The women laughed together.
“But it’s scary how bad this could get,” Cheri said, her tone turning serious as their laughter ebbed. “When people start talking about flying coach and selling vacation homes …”
“It’s scary, but Anna’s not going anywhere, no matter how bad it gets or what everyone else starts doing to survive. I don’t know what I would ever do without her.”
“Rosa’s not going anywhere, either. I guess we just have to be hopeful that everything’s going to be all right, as ugly as it seems.”
Cindy agreed. That was what Clark had said, too, she said. When she’d asked him that night if the impending bankruptcy was going to hurt the economy, he’d said that yes, he believed the economy was going to get really bad; everything was about to change, one way o
r another, for everyone in the country, at least for some time. When a powerful house like Lehman falls, he’d told her, people start questioning if indeed there is power in the other houses. There was going to be panic in the market. Portfolios losing up to half of their values. Lots of crazy stuff that could destroy the investments and livelihood of millions of good, innocent people. It could be very bad. But they were going to be okay. The likes of them were going to lose money in the short term but they were going to be okay, sooner rather than later, unlike those poor devils on the streets.
“I hope he’s right,” Cheri said. “And I really hope he’s going to be okay soon.”
“I don’t know,” Cindy said, after a pause. “We haven’t spoken much since that night—he’s so stressed out and short-fused I’m almost afraid of saying anything. I went three days without seeing him last week.”
“He’s got to be very busy transitioning to Barclays.”
“I know … that’s what he says. But … you never know. I hope it’s only that and not also because …”
“Come on, Cindy.”
“It’s at times like this, Cher,” Cindy whispered. “This is when they start turning to those …” She cut herself short, perhaps realizing Jende might be listening, which he was, intently.
“You’ve got to stop doing this to yourself,” Cheri said. “Everything’s going to be fine. He’s not the only one dealing with the crisis. We’re not the only ones. There’s a long road ahead, but everyone’s going to be all right. Clark will be all right.”
Jende smiled to himself when Cheri said this, hoping so, too, fervently wishing Mr. Edwards would find his way out of the despondency he’d been enveloped in for months.
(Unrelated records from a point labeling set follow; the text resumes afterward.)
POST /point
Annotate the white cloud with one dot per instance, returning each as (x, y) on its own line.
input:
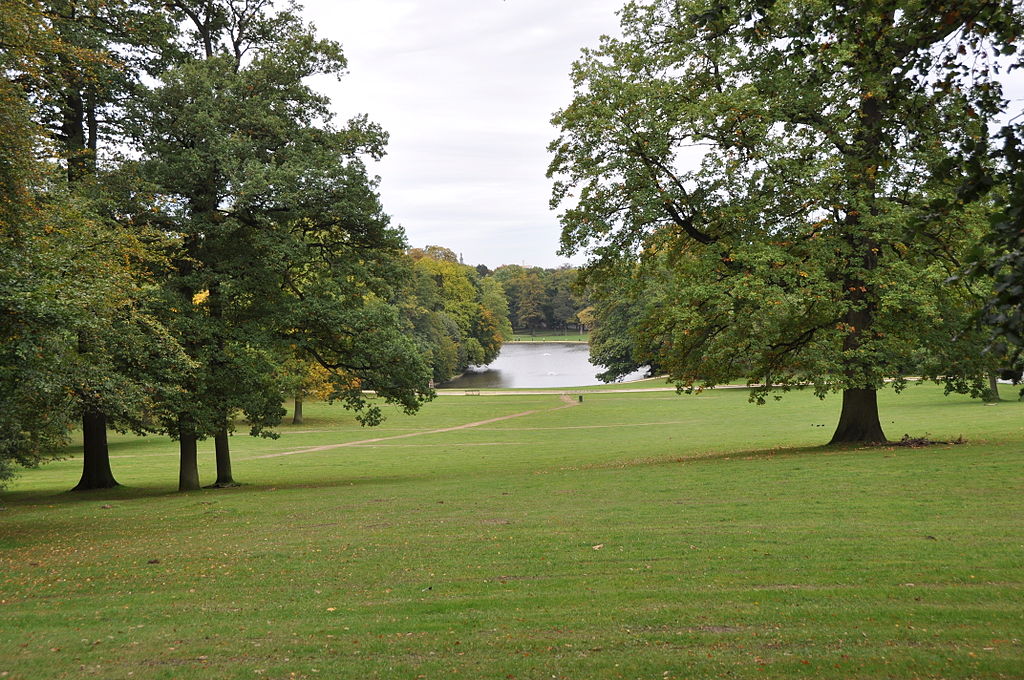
(466, 89)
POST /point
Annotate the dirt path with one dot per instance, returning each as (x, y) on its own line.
(568, 402)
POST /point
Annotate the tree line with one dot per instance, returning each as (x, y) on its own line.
(793, 195)
(187, 236)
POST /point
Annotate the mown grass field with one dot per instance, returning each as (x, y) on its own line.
(629, 536)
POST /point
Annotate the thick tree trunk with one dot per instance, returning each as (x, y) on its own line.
(188, 464)
(993, 388)
(223, 454)
(95, 457)
(859, 420)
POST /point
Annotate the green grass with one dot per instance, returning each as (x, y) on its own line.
(631, 536)
(550, 336)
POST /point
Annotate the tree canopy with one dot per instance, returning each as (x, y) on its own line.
(784, 176)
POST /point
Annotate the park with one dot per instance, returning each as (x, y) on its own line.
(282, 395)
(633, 535)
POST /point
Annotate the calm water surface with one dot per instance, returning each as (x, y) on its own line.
(536, 365)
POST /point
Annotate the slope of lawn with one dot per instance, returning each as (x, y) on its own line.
(628, 536)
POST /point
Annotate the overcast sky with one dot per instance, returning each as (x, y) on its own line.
(466, 88)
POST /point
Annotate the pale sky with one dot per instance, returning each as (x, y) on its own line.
(466, 88)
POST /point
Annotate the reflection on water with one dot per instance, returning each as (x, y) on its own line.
(536, 365)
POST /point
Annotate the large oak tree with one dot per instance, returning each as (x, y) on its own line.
(786, 171)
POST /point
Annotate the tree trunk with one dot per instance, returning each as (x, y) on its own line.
(223, 454)
(859, 420)
(95, 457)
(188, 465)
(993, 388)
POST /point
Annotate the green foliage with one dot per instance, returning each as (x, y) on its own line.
(280, 241)
(760, 179)
(999, 260)
(541, 298)
(458, 319)
(75, 335)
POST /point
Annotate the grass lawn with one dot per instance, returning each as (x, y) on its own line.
(629, 536)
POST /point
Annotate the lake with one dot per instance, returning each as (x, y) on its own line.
(536, 365)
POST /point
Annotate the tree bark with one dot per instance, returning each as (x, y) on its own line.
(859, 420)
(223, 454)
(188, 464)
(993, 388)
(95, 457)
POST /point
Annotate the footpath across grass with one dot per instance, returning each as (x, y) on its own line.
(629, 536)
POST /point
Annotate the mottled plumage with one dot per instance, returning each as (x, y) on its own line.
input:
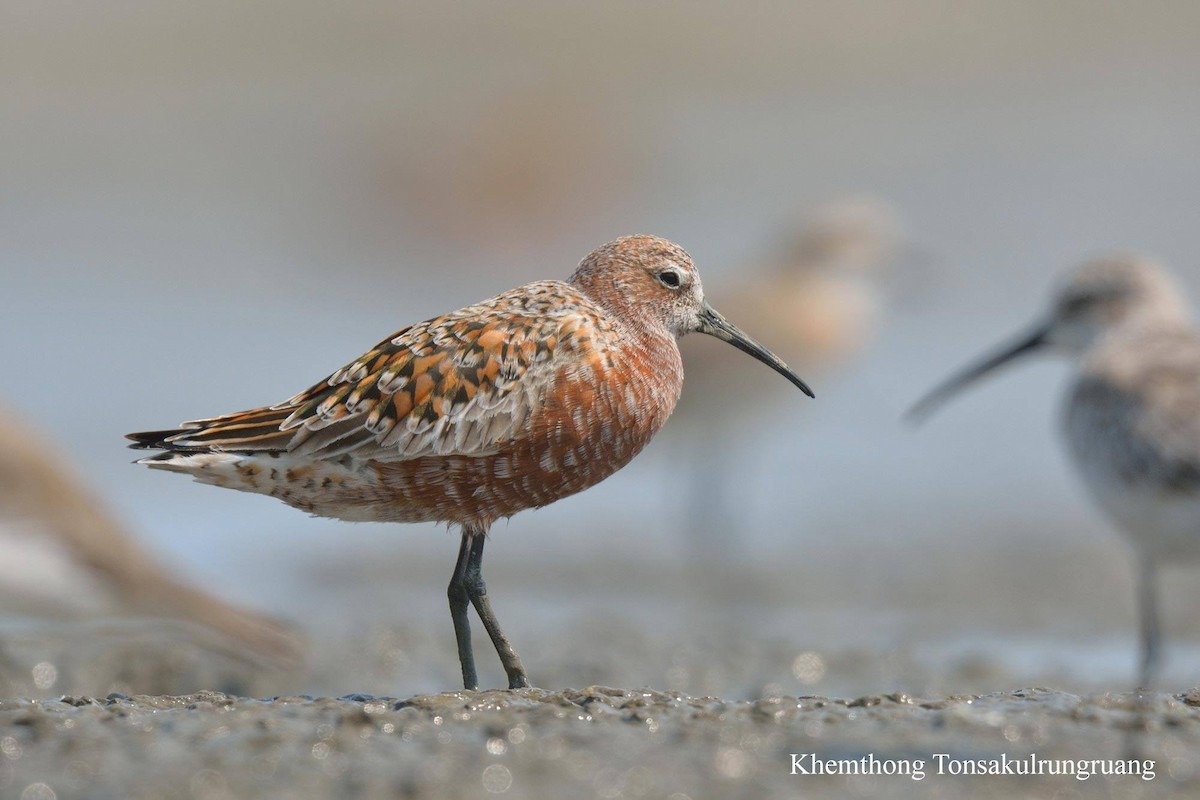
(472, 416)
(1132, 416)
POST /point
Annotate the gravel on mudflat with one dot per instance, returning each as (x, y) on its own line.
(592, 743)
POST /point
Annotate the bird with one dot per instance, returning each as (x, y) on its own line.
(1132, 414)
(69, 557)
(475, 415)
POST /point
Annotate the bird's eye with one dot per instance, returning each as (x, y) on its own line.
(669, 278)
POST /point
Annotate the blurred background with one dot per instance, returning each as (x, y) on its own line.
(209, 206)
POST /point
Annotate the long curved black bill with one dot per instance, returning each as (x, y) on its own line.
(714, 324)
(934, 400)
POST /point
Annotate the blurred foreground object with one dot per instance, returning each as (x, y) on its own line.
(1132, 419)
(66, 558)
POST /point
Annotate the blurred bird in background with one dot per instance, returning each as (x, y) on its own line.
(65, 558)
(821, 299)
(1132, 417)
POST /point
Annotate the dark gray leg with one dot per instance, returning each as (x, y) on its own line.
(478, 593)
(1147, 614)
(460, 600)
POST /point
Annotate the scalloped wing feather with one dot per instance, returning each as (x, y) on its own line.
(461, 384)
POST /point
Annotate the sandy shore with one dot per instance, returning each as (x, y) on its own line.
(593, 743)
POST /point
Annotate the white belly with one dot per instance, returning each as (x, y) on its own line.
(1131, 482)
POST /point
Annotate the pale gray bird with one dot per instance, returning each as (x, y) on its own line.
(1132, 417)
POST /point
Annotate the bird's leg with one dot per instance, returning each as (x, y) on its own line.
(478, 593)
(460, 601)
(1147, 614)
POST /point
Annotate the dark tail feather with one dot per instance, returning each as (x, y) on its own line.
(253, 431)
(151, 439)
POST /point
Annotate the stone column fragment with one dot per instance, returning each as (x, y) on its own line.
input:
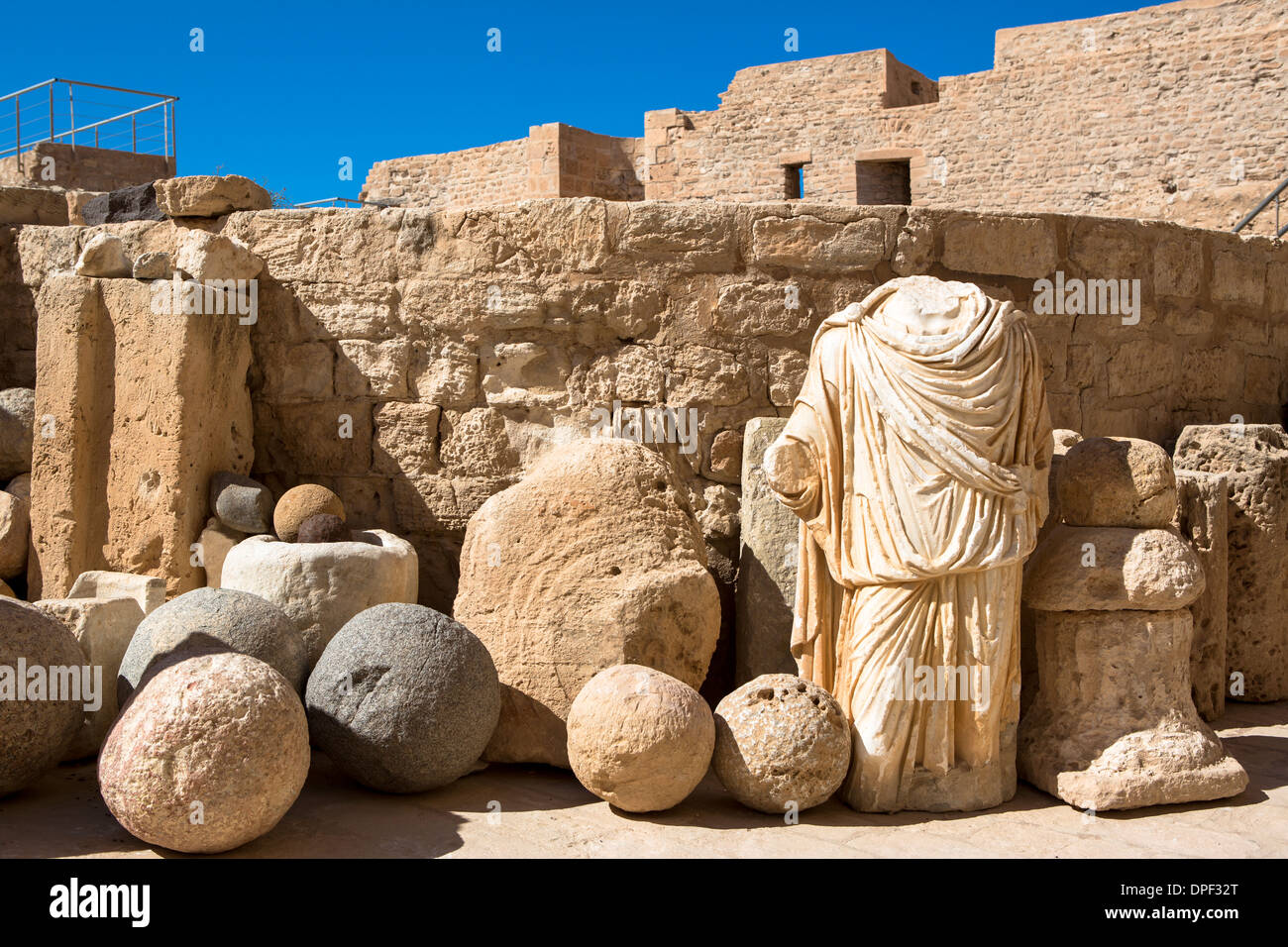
(765, 589)
(1254, 460)
(1202, 519)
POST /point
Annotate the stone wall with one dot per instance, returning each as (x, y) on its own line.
(82, 167)
(475, 176)
(554, 159)
(417, 361)
(1153, 114)
(1168, 112)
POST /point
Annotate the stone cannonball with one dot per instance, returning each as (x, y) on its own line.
(321, 585)
(322, 527)
(34, 731)
(1117, 480)
(300, 502)
(639, 738)
(781, 740)
(207, 757)
(241, 502)
(214, 620)
(403, 698)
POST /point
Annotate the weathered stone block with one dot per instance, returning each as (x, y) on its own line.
(765, 589)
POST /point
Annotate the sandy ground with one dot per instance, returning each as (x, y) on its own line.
(541, 812)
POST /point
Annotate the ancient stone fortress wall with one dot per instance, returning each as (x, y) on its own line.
(416, 363)
(82, 167)
(553, 161)
(1168, 112)
(1164, 114)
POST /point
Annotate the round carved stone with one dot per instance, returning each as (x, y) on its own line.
(207, 757)
(214, 620)
(241, 502)
(34, 731)
(321, 585)
(1117, 480)
(323, 527)
(639, 738)
(403, 698)
(300, 502)
(781, 740)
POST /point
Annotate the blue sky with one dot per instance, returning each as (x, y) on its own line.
(283, 90)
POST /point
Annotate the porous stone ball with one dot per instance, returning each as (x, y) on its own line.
(781, 740)
(214, 620)
(322, 527)
(639, 738)
(241, 502)
(207, 757)
(37, 729)
(403, 698)
(17, 420)
(1117, 480)
(300, 502)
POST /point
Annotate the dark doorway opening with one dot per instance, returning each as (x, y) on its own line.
(884, 182)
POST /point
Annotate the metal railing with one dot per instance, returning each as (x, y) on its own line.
(346, 202)
(52, 111)
(1278, 197)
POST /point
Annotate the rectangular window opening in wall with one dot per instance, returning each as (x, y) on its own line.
(884, 182)
(794, 182)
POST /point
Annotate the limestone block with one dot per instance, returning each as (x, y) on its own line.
(591, 561)
(1203, 519)
(217, 540)
(816, 247)
(149, 591)
(214, 257)
(1106, 569)
(1254, 460)
(153, 265)
(33, 205)
(103, 626)
(765, 590)
(202, 195)
(1117, 480)
(1003, 245)
(14, 530)
(104, 256)
(321, 585)
(17, 420)
(121, 482)
(1113, 725)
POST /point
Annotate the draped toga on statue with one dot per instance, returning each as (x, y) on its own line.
(923, 444)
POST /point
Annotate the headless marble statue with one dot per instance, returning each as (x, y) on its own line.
(915, 457)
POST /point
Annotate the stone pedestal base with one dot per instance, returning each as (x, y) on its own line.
(1113, 725)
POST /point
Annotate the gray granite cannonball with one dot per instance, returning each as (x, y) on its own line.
(34, 733)
(241, 502)
(403, 698)
(214, 620)
(323, 527)
(781, 741)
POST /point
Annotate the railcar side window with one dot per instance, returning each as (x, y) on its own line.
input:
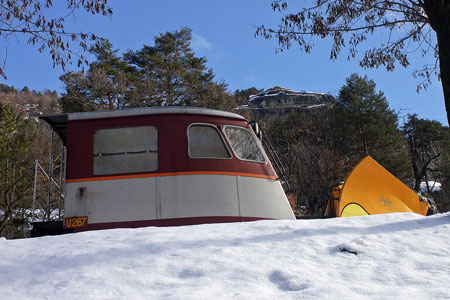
(244, 144)
(126, 150)
(205, 142)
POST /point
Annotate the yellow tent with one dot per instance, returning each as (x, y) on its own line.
(371, 189)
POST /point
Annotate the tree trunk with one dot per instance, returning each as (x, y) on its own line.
(438, 12)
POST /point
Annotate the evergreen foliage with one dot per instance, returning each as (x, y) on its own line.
(167, 73)
(16, 172)
(365, 125)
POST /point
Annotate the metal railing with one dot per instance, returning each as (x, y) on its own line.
(46, 208)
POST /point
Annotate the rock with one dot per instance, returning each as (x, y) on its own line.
(282, 101)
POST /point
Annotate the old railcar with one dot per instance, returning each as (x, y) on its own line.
(163, 167)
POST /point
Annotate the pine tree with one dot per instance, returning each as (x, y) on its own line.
(16, 172)
(178, 76)
(367, 126)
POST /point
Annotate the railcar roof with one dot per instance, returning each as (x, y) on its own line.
(59, 122)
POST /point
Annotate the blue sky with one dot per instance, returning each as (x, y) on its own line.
(224, 34)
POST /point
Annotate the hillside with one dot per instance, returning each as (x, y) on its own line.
(395, 256)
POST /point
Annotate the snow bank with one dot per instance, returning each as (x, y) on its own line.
(396, 256)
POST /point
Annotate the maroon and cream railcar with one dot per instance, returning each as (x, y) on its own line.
(165, 166)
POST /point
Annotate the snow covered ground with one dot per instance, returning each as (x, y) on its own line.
(396, 256)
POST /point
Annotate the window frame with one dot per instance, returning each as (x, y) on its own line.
(128, 172)
(221, 135)
(258, 143)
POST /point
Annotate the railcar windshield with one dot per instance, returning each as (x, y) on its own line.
(205, 142)
(244, 144)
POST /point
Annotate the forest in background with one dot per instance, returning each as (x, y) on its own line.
(319, 147)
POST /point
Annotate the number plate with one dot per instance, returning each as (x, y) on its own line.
(76, 222)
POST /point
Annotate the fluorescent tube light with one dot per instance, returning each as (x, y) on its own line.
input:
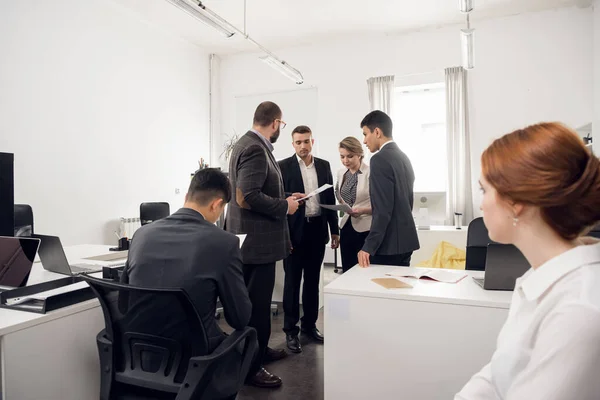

The previous night, after work, Clark had called his friend Frank to ponder if it was time for him to get away from the Street. It wasn’t worthwhile anymore, he’d said, and he was getting tired of the bullshit that came with everything else. He’d never cared about what people thought of him but, all of a sudden, he did—he was watching those assholes on MSNBC and agreeing with them, and the fact that the whole country had turned against the likes of him was completely justifiable. He couldn’t help but feel somewhat responsible for the shit that was happening, he told Frank, not because he had personally done anything to hurt anyone but because he was part of the system, and no matter how much he hated to admit it or how much he wished Lehman hadn’t lost its principles or how badly he wished there was more conscience on the Street, he was part of it, and because of his involvement in lots of bullshit he didn’t even agree with, however small his involvement had been, this had happened. He wasn’t sure about a future at Barclays; it wasn’t anything about the bank, it was him. Maybe he was just getting old. Maybe he was beginning to question the meaning of his life. Why was he all of a sudden sounding like Vince?